… und wenn sich die KI verselbstständigt?
Müssen wir fürchten, dass die Künstliche Intelligenz selbstständig lernen und irgendwann selbst Entscheidungen treffen wird, auf die wir Menschen keinen Einfluss mehr haben? „So weit sind wir noch nicht“, kalmiert Joshua Ellul, angesprochen auf die Sorge, die die Künstliche allgemeine Intelligenz (Artificial General Intelligence AGI) bei vielen auslöst. „Aber wenn die Menschheit so etwas erschafft, sollte protokolliert und vereinbart werden, was wir in der Welt damit tun.“
Wie man Künstliche Intelligenz regulieren und mit ihren Herausforderungen und Risiken umgehen soll, frage ich ihn. Ellul war Vorsitzender der MDIA - „Malta Digital Innovation Authority“ - der Regulierungsbehörde für digitale Technologie und hat zuvor mit der Regierung Gesetze für Kryptowährung und Blockchain in Malta entworfen. Es brauche jedenfalls allgemeine Regulatorien und gesetzliche Vorgaben, wie sie etwa die Europäische Kommission mit ihrer KI-Verordnung kürzlich auf den Weg gebracht hat.

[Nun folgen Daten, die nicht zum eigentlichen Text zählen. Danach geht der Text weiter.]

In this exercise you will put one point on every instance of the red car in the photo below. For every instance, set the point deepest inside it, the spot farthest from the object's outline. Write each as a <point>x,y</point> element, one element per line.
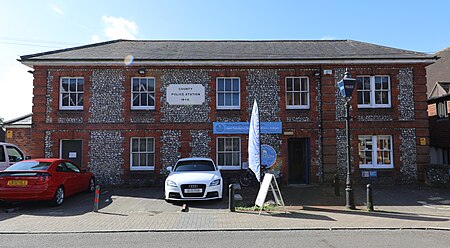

Dabei seien zahlreiche Aspekte zu beachten. „Die Frage ist, sollten wir KI kontrollieren oder den Einsatz von KI?“ So kommt es immer auf das Anwendungsgebiet an. Bei einem Schachspiel wäre es nicht das Ende der Welt, würde die KI ihren Job nicht gut ausführen. Bei KI in automatisierten Autos, in der Luftfahrt, in der Versicherungsabwicklung sei es aber etwas anders.
„Das Wichtigste, was wir tun sollten, ist eine ganzheitliche Bildungspolitik gewährleisten“, so Ellul, heute Direktor des Centre for Distributed Ledger Technologies an der L-Università ta' Malta. „Erziehungspolitik so gestalten, dass Kinder und junge Menschen in zehn, 15, 20 Jahren bereit sind, weiter- oder umzulernen und darauf zu reagieren, was der Arbeitsmarkt dann verlangen wird.“ Und dass die Gesellschaft daran gewöhnt ist.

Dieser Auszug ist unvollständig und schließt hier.